In a way, it hasn’t been a thirteen month-long hell: it’s been going on for well over a decade. In retrospect, that explains a lot about me–including my inability to cope with grad school. Sadly, I never knew it was something over which I had absolutely no control until last year. (Also, this is the “thing” I kept alluding to during and after the second LSAT writing last year. So now you know.) I’m going to spend the rest of my life regretting this fact; had I known sooner rather than later, I could’ve starting fixing things right away, instead of letting them fester.

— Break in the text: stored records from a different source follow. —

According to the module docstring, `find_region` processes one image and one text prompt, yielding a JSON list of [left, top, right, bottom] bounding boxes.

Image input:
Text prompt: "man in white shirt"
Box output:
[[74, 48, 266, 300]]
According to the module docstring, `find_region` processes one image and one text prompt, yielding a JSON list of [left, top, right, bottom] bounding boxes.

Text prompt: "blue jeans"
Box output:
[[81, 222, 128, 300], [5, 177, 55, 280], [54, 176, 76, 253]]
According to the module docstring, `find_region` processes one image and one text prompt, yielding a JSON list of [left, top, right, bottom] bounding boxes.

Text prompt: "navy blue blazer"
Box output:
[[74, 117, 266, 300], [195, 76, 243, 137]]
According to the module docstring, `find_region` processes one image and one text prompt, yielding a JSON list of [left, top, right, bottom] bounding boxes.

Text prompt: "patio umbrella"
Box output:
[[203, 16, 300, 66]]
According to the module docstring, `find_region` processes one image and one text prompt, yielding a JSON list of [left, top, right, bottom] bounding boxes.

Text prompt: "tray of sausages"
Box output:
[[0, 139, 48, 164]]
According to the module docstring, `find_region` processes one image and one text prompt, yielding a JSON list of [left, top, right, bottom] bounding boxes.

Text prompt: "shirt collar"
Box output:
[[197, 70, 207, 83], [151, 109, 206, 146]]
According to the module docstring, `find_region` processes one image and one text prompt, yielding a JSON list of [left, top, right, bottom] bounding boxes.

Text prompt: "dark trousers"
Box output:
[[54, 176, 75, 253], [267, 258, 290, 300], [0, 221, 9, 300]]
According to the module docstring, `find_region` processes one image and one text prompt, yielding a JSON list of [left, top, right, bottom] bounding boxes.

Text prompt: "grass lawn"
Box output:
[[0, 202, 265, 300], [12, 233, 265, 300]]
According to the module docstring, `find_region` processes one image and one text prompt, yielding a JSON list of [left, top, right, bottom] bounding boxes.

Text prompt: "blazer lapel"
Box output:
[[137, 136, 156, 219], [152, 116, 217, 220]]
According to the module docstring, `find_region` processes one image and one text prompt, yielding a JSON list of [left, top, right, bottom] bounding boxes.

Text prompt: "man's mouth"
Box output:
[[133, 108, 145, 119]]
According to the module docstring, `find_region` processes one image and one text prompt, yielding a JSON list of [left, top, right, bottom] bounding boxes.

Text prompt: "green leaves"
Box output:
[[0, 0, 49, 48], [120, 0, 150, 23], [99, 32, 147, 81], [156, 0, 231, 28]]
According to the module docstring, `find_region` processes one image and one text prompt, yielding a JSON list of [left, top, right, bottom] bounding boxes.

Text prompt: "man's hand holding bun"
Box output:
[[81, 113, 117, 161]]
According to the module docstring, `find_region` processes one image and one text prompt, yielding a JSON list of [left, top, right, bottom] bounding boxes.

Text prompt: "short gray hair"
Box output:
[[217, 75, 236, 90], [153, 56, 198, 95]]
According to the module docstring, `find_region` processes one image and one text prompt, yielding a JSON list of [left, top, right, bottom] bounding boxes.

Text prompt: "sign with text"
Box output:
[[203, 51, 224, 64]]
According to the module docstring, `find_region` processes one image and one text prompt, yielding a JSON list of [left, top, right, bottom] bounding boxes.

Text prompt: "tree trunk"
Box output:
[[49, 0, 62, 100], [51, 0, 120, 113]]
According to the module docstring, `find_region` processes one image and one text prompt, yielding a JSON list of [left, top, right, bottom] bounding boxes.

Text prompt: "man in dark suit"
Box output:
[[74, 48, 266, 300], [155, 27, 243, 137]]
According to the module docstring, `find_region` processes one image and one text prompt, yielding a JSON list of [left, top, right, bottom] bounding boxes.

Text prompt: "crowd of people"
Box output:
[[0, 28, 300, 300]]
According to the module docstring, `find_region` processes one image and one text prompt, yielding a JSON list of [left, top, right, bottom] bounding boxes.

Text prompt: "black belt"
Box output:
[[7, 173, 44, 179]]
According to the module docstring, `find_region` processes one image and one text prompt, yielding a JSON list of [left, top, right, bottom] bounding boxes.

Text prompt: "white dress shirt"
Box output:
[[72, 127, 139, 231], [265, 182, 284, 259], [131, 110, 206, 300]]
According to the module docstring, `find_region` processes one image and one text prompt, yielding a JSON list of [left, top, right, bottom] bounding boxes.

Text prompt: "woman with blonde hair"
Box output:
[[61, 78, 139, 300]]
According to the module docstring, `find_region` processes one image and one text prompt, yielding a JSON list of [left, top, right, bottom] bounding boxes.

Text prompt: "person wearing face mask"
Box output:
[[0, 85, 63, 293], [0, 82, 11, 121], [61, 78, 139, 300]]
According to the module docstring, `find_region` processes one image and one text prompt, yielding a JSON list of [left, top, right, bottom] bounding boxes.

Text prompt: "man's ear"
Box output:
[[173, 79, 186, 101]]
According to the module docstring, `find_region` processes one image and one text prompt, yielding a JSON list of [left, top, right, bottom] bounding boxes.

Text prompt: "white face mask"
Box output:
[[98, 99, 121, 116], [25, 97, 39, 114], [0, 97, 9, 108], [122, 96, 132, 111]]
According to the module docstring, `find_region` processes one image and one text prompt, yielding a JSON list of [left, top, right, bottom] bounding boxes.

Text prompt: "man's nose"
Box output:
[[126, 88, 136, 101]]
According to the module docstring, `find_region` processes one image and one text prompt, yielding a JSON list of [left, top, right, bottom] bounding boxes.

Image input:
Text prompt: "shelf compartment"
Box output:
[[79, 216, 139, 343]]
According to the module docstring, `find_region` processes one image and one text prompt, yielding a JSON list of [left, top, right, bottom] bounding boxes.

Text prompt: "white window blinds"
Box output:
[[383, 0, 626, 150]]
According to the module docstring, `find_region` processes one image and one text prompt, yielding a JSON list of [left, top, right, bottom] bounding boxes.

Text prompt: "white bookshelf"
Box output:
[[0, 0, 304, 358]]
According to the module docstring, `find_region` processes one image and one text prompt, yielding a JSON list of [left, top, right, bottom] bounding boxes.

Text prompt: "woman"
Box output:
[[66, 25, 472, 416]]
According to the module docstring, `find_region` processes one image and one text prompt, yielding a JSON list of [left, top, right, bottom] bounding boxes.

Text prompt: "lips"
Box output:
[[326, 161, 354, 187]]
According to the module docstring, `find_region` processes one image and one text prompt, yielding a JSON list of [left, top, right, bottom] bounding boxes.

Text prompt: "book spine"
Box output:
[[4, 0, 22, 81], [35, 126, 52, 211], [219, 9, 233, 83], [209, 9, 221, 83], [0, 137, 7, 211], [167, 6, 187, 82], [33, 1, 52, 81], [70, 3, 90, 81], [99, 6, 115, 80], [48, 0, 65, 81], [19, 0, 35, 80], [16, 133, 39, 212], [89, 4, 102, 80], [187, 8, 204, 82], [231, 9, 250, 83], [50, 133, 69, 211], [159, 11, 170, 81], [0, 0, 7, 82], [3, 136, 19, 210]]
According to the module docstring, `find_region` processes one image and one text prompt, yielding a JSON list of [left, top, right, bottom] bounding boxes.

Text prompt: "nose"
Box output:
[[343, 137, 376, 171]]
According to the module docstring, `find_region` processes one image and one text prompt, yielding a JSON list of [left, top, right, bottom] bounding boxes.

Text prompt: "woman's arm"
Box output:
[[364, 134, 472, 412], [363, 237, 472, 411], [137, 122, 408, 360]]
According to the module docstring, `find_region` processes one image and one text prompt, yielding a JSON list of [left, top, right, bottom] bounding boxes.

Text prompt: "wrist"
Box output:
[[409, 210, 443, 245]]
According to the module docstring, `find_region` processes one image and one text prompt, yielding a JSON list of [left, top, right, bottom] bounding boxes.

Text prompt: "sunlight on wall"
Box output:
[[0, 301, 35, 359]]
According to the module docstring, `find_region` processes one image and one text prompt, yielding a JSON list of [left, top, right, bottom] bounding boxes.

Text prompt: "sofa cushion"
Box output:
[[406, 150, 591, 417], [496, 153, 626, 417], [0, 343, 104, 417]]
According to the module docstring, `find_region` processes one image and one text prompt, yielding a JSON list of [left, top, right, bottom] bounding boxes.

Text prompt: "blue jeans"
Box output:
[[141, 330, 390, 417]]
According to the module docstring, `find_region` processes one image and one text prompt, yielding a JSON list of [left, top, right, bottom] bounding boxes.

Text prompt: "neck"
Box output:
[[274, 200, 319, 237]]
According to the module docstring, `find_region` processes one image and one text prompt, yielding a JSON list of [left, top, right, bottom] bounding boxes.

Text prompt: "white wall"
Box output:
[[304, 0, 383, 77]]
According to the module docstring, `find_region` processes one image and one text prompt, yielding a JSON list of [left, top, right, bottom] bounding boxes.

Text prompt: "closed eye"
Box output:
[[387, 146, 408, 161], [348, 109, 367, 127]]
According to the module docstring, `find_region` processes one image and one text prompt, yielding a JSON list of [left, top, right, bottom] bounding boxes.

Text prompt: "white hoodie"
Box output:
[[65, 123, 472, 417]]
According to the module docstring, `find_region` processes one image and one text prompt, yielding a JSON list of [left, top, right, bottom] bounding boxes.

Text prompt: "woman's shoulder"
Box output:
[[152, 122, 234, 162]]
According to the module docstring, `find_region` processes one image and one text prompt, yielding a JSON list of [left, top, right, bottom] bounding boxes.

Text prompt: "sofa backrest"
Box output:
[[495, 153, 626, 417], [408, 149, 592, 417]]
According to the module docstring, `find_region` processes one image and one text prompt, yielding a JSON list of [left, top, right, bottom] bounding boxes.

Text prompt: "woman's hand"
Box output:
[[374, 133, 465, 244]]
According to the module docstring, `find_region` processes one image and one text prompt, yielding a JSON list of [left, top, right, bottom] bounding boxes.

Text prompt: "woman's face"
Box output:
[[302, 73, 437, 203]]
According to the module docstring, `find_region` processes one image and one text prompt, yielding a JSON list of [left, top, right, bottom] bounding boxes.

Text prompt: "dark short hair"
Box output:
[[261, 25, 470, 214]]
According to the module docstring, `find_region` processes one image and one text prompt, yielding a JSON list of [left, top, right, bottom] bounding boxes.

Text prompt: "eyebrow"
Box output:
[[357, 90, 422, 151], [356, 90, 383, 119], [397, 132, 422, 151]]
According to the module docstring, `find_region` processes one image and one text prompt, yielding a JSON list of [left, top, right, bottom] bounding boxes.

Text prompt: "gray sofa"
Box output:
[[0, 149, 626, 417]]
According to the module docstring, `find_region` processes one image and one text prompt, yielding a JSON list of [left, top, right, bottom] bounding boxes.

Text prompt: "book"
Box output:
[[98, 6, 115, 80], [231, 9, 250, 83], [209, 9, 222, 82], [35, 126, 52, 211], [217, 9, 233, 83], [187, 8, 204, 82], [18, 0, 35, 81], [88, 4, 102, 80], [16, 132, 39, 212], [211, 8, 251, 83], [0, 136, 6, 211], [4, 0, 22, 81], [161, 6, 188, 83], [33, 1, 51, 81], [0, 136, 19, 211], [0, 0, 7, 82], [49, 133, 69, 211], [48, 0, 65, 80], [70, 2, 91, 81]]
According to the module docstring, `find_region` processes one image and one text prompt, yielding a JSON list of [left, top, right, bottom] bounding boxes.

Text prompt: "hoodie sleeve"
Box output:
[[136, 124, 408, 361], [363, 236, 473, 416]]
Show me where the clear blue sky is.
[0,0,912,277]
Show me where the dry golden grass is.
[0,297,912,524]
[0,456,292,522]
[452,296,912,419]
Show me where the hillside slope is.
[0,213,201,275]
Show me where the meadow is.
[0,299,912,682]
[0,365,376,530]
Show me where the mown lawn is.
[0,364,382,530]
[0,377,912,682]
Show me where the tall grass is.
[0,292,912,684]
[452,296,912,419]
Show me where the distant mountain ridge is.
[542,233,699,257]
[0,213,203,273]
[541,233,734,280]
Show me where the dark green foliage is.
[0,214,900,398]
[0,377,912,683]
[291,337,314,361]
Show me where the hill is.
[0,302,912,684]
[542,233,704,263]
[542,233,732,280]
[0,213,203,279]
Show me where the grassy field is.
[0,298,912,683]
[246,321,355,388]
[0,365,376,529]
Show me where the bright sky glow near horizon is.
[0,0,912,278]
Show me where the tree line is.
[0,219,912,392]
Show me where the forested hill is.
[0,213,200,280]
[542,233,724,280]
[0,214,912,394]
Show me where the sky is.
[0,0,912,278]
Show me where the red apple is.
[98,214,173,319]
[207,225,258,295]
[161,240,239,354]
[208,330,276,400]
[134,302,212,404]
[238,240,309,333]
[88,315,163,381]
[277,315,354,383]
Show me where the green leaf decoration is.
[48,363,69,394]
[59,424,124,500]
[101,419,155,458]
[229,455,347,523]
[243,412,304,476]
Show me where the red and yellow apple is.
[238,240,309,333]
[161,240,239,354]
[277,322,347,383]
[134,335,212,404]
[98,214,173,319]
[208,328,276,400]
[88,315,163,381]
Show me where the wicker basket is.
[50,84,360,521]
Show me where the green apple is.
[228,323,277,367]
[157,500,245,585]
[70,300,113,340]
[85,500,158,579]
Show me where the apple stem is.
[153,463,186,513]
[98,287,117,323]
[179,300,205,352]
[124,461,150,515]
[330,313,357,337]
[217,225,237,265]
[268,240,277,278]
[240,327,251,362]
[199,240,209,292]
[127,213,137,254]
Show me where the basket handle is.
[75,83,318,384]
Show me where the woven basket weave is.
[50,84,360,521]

And having said that: now that I’ve identified the problem, I’m going to kick its ass. Thus, when I get back to Calgary in the new year, I’m going to become a lot more proactive about defeating OCD once and for all. I’ve seen a counsellor, who I’ll be visiting as soon as I get back. Together, we’re going to find an actual CBT specialist who can perform the psychiatric component of the treatment. I’m going to see a nutritionist; I’m going to start working out again, instead of just talking about doing it. I’ve gotten to the point where I’m well enough to, well, “get better”. I know it seems counterintuitive, having to feel better in order to start getting better, but it’s just one of the curious ways this illness operates. Thirteen months after the symptoms attacked, I’m finally feeling well enough to fight back.
And that, more that anything else, is what I’m grateful for this holiday season: that my thirteen month-long hell might finally be coming to an end. Not that something like OCD will ever completely go away–but with a lot of work, I’ll be able to control it so that it no longer affects my ability to lead a normal life. Thanks for reading…and today, more than ever, thanks for being a friend.